- Kuh-e Sefid Location within Iran
- Coordinates: 35°01′30″N 60°23′55″E﻿ / ﻿35.02500°N 60.39861°E
- Country: Iran
- Province: Razavi Khorasan
- County: Bakharz
- District: Central
- Rural District: Malin

Population (2016)
- • Total: 953
- Time zone: UTC+3:30 (IRST)

= Kuh-e Sefid, Razavi Khorasan =

Village in Razavi Khorasan province, Iran

Kuh-e Sefid (كوه سفيد) (Note: Also romanized as Kūh Sefīd and Kūh-e Sefīd) is a village in Malin Rural District (Note: Formerly Bakharz Rural District) of the Central District of Bakharz County, Razavi Khorasan province, Iran.

==Demographics==
===Population===
At the time of the 2006 National Census, the village's population was 919 in 183 households, when it was in Bakharz Rural District (Note: Renamed Malin Rural District) of the former Bakharz District in Taybad County.
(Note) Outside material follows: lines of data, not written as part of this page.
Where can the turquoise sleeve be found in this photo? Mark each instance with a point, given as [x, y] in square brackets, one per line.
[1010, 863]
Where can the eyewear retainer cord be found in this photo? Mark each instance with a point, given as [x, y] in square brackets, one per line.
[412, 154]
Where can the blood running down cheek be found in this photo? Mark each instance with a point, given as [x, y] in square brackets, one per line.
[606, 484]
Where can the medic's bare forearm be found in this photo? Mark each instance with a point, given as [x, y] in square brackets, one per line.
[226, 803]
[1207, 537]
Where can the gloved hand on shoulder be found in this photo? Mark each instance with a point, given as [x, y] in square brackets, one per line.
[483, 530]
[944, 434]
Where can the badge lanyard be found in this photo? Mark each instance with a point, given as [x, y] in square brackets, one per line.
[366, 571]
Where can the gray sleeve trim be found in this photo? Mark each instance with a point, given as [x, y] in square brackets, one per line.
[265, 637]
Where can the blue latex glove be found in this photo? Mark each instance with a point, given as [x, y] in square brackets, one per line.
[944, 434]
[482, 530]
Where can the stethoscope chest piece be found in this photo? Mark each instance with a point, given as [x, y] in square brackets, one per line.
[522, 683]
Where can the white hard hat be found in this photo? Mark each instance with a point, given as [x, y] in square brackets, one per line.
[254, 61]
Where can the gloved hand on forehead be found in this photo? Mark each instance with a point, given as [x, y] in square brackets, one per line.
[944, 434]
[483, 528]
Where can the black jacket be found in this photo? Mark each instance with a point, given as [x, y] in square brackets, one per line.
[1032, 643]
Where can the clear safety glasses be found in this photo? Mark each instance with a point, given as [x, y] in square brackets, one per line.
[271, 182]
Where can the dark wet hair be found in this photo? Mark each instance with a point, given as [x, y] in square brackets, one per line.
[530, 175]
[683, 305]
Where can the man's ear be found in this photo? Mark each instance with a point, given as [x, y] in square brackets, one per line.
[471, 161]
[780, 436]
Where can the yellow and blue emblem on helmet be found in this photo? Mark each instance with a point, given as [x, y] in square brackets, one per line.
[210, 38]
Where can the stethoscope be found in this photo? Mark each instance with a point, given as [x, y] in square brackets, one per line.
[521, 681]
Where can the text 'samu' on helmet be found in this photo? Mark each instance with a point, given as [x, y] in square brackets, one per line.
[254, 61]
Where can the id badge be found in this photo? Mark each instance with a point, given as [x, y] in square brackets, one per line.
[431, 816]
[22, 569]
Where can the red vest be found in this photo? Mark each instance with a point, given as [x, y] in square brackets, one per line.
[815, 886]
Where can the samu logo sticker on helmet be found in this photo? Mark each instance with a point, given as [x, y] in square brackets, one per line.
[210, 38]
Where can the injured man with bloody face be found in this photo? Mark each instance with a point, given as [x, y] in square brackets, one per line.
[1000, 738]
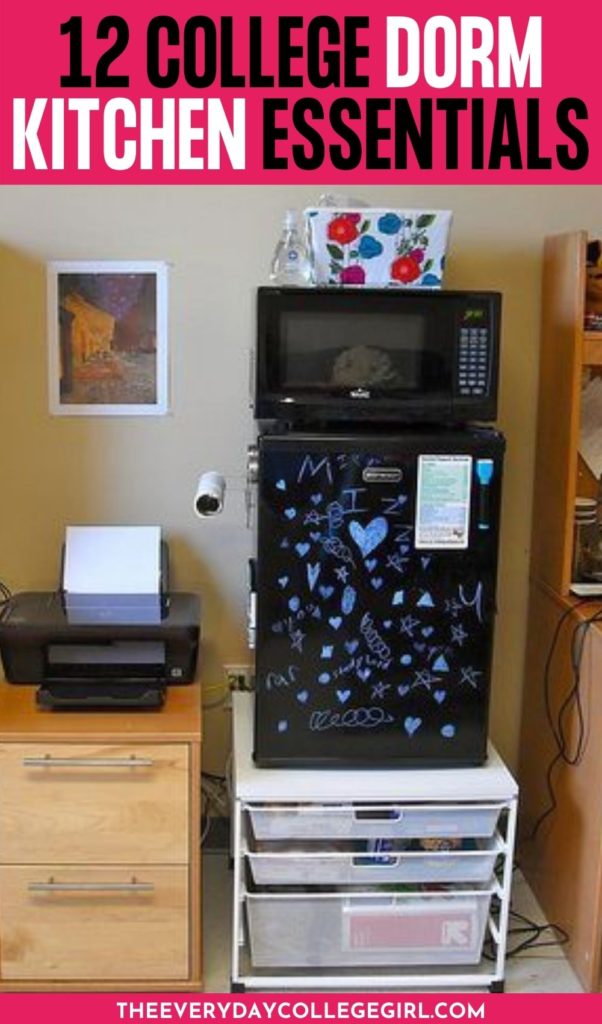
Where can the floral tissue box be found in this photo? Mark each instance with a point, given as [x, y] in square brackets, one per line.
[377, 247]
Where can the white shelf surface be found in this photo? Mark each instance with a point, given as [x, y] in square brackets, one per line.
[490, 781]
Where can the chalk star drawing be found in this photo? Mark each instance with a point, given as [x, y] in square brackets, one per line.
[470, 676]
[422, 677]
[397, 562]
[454, 607]
[459, 634]
[297, 637]
[379, 691]
[407, 626]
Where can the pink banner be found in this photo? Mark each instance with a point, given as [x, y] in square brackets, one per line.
[267, 1009]
[377, 92]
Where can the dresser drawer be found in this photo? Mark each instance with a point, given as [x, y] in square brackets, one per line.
[72, 804]
[93, 924]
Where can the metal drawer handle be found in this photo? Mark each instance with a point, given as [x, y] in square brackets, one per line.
[49, 762]
[90, 887]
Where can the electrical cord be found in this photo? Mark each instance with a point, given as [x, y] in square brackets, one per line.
[572, 701]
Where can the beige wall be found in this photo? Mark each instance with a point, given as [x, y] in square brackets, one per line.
[55, 471]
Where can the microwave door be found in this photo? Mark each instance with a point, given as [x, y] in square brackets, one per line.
[373, 647]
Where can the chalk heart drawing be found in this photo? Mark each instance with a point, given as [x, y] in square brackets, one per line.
[369, 538]
[312, 573]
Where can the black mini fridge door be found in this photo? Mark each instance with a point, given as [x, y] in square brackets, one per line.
[376, 584]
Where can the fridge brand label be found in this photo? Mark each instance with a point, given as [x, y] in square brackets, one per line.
[442, 504]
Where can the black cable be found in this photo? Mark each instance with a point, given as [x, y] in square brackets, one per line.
[572, 700]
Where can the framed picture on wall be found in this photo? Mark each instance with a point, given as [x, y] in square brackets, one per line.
[108, 338]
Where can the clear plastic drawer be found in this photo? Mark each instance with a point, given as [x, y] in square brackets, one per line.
[277, 821]
[335, 930]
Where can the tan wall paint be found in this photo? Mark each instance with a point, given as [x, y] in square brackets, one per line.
[55, 471]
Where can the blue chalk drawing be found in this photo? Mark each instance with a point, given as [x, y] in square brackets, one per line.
[369, 538]
[312, 573]
[348, 600]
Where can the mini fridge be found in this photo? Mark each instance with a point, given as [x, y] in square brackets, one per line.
[376, 596]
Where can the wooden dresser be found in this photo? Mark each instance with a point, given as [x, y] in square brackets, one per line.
[99, 846]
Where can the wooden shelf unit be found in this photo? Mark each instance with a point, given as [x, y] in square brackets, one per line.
[99, 846]
[563, 860]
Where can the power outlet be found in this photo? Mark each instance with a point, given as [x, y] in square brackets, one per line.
[239, 677]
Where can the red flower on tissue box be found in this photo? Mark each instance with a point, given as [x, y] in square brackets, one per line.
[378, 247]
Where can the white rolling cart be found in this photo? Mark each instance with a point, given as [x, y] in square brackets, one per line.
[334, 888]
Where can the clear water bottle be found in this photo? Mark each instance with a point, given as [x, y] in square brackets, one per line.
[290, 264]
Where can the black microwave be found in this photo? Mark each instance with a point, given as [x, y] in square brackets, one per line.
[329, 354]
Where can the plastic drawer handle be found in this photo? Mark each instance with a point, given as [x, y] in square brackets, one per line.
[49, 762]
[377, 814]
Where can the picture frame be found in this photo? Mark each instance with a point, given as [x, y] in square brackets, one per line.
[108, 340]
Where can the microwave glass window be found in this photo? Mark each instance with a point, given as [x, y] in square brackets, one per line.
[402, 353]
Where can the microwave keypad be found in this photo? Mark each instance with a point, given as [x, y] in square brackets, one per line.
[473, 361]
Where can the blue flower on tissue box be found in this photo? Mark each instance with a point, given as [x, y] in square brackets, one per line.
[378, 247]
The following census in 2011 counted 1,030 people in 236 households, by which time the district had been separated from the county in the establishment of Bakharz County. The rural district was transferred to the new Central District and renamed Malin Rural District. The 2016 census measured the population of the village as 953 people in 255 households.